The petition further cites that Helland’s role as someone overseeing the publishing of the article on the editorial board of IRLE is “academically irresponsible” and “pushes revisionist narratives perpetuated by wartime apologists with woefully insufficient supporting evidence.” 

In response to TSL inquiry, KSA co-president Andrew Lee PO ’23 shared a statement written by the KSA executive board March 26. 

“We call upon Eric Helland to apologize not just to Korean students at the Claremont Colleges and beyond, but especially to the women who suffered sexual slavery by the Japanese military and government,” the statement said. “We want him to acknowledge how his actions as a white male academic have contributed to the silencing of Korean and other Asian women who have survived sexual slavery.” 

Helland could not respond to TSL for comment about these accusations because, according to Helland, IRLE’s publisher asked him to refrain from publicly commenting, citing an ongoing investigation IRLE is conducting on the article.

According to Lee, KSA was first made aware of the article when they received an email Feb. 20 from Harvard’s Korea Caucus — a student organization at Harvard University — which notified them that CMC professors Helland and David Bjerk were part of the editorial board that sanctioned the article. 

Bjerk was not part of the editorial board that reviewed the article in question and is only an associate editor for the journal, according to CMC spokesperson Gilien Silsby. While the petition initially called on Bjerk to also issue an apology, KSA removed his name from the petition March 27 after learning that he was not associated in facilitating the publication of the article.

In an email to TSL, Bjerk said that the first he heard of Ramseyer’s article was Feb. 24, well after it was published online in early December 2020. 

“I had nothing to do with the editorial process or its acceptance, and was caught off-guard as much as anyone,” Bjerk told TSL. He also expressed that, “even if Ramseyer didn’t misrepresent his sources,” the article doesn’t provide “convincing evidence” that women discussed in the article were partaking in voluntary contracts.

IRLE launched its investigation Feb. 10, according to Silsby, and posted an expression of concern online to notify readers of the ongoing investigation. 

The journal is in discussion with the author regarding these concerns and has also solicited further post-publication comments from several expert reviewers. Additional information will be provided as it becomes available,” the statement said. 

While the journal has delayed printing its March publication to accommodate any comments or necessary corrections to the article, the article cannot be taken down since it has already been published, according to Silsby. 

“Under [Committee on Publication Ethics] guidelines, once an article is published, it cannot be taken down or revised. This is common practice for scholarly research in academic journals,” she said. “The reason for this is to preserve a transparent record of what was published, the findings of any investigations, and any correction to the record, if needed. The whole process must be documented.”

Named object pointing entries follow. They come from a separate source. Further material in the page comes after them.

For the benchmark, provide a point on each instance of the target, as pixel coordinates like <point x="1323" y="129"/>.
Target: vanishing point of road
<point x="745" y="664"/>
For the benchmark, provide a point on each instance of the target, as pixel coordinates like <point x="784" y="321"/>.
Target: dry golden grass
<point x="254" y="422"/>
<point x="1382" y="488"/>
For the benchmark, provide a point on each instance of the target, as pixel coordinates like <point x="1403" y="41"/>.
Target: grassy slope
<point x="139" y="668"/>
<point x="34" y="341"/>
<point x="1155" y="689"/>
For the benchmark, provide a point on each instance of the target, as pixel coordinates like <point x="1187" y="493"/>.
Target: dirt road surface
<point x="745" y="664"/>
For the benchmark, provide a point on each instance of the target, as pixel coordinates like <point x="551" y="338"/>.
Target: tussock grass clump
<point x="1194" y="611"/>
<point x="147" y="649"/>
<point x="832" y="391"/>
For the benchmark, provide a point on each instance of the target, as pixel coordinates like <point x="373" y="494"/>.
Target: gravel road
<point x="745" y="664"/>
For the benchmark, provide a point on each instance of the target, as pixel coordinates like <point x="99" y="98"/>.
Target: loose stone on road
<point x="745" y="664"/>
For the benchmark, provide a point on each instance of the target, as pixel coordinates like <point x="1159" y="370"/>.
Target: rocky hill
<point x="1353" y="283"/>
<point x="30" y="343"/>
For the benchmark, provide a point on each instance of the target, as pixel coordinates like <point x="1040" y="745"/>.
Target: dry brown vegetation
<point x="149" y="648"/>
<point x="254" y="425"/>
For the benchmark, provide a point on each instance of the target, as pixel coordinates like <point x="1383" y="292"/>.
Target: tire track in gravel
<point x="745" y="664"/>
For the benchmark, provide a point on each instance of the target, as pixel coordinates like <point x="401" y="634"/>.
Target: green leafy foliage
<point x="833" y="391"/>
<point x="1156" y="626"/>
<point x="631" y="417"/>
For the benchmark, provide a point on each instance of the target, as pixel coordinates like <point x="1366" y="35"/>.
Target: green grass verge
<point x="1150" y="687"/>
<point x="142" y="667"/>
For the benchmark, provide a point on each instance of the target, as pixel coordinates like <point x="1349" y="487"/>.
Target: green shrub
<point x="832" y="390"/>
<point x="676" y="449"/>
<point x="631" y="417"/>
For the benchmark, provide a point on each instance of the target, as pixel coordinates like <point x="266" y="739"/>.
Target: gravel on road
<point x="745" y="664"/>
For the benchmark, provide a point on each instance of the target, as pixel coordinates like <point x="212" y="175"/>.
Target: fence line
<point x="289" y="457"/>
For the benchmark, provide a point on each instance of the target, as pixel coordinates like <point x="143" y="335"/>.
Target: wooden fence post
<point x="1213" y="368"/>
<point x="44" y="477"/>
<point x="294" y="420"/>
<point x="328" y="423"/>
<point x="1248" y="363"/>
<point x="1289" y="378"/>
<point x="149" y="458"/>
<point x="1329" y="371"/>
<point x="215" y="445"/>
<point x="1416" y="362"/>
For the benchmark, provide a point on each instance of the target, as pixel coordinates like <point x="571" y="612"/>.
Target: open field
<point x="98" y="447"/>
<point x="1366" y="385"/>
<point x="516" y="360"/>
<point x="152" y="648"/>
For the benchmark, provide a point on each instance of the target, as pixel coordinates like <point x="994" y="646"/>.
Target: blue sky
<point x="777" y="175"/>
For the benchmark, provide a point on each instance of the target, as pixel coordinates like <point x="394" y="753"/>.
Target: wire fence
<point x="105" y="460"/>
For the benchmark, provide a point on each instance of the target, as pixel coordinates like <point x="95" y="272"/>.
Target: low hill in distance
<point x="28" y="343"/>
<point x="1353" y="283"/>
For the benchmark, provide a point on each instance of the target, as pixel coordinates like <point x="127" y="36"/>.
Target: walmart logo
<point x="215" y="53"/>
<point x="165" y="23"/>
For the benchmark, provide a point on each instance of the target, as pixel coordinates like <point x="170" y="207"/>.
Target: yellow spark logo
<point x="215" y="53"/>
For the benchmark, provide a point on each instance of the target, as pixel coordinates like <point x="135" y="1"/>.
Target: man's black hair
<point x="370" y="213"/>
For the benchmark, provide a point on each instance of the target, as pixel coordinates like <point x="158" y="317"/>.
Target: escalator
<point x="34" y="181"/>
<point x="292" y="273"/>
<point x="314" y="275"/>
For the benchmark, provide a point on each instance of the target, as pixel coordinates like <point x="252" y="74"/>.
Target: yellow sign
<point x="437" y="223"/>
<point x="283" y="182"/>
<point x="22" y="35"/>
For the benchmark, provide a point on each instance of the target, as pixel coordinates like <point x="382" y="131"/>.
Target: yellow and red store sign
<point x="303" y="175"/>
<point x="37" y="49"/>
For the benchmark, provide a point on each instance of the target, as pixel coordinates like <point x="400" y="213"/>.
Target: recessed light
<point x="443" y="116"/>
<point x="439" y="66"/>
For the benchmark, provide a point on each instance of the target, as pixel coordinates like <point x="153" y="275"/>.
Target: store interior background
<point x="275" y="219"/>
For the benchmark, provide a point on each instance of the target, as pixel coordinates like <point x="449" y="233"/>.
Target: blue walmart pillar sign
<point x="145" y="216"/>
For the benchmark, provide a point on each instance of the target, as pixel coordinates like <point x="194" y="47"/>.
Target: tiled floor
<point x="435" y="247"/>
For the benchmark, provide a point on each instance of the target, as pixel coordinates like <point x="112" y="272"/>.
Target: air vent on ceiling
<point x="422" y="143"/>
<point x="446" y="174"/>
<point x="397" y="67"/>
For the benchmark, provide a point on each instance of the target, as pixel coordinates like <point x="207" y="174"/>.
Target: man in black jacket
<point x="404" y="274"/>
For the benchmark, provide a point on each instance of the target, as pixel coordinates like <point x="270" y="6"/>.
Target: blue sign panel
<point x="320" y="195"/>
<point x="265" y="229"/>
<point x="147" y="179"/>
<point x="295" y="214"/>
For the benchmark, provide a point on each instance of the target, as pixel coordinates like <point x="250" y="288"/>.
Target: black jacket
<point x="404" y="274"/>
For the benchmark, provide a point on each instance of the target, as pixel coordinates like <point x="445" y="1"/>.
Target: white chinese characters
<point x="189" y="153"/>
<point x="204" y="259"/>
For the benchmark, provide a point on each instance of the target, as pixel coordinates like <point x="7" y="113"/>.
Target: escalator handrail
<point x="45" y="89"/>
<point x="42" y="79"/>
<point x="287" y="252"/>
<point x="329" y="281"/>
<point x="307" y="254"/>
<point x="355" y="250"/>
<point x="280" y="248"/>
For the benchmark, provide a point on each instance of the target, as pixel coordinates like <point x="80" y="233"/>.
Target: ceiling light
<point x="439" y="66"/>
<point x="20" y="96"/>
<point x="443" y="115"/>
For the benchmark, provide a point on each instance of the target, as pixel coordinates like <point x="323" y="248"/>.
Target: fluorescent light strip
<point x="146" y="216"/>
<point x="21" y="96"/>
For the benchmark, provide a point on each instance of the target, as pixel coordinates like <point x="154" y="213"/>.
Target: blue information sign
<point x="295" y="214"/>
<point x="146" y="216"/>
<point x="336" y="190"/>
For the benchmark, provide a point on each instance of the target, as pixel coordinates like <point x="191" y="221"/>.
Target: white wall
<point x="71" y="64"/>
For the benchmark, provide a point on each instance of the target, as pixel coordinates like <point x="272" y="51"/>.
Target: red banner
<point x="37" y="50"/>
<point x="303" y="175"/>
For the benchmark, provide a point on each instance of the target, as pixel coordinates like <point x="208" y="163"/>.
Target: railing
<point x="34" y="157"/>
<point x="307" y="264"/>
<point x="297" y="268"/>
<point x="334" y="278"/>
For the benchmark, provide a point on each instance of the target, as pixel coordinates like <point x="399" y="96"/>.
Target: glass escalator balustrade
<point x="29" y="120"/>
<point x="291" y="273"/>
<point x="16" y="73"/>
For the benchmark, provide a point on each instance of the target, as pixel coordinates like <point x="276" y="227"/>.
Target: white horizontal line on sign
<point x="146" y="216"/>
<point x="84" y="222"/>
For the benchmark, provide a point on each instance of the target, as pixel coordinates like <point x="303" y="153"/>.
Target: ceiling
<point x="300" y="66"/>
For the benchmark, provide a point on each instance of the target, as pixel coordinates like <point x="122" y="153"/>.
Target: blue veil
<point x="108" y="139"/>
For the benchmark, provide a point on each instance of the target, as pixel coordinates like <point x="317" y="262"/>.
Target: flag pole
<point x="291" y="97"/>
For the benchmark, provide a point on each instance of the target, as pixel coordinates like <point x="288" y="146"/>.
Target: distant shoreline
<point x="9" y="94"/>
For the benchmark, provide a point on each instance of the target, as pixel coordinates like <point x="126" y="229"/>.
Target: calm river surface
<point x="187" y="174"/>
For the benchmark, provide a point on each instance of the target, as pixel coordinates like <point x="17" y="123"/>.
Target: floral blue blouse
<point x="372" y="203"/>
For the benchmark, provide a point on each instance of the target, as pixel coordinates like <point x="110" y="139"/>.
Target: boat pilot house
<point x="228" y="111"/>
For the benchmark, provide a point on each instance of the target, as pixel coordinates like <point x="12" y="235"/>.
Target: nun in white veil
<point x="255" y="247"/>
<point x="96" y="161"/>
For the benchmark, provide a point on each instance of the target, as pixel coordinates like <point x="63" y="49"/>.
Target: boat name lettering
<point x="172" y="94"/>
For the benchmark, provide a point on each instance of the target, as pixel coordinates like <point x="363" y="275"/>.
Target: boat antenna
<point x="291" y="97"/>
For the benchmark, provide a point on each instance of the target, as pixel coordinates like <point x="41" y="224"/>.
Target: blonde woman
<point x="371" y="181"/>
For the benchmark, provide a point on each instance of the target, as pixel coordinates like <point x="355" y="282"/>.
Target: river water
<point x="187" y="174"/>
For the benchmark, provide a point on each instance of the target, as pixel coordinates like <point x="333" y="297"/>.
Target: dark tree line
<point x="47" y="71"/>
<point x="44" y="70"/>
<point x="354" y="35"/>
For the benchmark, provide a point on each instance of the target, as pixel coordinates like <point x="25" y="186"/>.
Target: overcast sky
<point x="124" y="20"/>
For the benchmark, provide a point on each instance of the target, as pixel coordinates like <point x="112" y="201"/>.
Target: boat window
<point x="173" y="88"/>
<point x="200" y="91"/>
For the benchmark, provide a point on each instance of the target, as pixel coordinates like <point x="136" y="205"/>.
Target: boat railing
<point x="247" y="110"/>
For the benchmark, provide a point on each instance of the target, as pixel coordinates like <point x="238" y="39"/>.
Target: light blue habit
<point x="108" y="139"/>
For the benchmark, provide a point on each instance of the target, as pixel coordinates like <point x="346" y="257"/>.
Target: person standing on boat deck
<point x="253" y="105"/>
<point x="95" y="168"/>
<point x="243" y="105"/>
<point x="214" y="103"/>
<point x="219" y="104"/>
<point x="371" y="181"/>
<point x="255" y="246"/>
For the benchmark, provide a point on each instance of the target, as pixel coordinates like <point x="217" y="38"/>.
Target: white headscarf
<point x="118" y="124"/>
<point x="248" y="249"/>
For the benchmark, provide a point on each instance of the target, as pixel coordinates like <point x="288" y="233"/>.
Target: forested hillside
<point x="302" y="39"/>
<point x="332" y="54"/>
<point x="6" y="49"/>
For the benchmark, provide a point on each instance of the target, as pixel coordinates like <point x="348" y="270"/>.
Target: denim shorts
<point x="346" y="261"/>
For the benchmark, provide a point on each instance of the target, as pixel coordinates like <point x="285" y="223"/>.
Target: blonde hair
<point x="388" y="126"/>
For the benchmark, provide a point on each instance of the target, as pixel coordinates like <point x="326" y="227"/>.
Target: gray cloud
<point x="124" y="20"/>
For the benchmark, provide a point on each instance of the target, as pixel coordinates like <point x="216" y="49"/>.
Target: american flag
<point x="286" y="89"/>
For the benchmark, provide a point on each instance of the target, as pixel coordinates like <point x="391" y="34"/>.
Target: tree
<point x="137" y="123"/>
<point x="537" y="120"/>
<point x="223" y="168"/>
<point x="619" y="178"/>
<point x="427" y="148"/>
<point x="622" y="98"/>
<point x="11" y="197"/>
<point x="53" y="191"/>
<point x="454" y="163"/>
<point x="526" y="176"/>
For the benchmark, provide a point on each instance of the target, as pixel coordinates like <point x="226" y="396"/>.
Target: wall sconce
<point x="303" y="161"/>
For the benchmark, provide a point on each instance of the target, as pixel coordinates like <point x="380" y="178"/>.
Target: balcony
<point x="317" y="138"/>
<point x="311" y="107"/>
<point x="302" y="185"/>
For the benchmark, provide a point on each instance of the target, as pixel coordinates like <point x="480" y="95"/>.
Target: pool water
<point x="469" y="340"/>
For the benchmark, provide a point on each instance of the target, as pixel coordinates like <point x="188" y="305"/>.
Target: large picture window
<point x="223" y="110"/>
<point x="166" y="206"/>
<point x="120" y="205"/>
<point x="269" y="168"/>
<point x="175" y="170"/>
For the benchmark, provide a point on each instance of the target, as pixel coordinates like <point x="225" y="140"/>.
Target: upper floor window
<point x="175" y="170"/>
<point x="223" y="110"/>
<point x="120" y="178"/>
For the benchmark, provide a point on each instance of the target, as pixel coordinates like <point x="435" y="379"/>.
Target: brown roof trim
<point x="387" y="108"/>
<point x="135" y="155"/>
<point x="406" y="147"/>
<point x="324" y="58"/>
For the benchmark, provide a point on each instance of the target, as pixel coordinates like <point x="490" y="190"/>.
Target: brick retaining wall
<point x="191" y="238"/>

Upon speaking to CMC faculty, KSA co-president Caroline Kim PO ’23 learned how tedious the process of removing an academic article from a journal is. 

“That’s why we transitioned into asking for an apology for being a faculty at the 5Cs and letting such an article like that pass without questioning it at all,” Kim said. 

Bjerk told TSL that he and other associate editors are waiting to hear more about the results of the investigation after meeting with the editors about the article early March.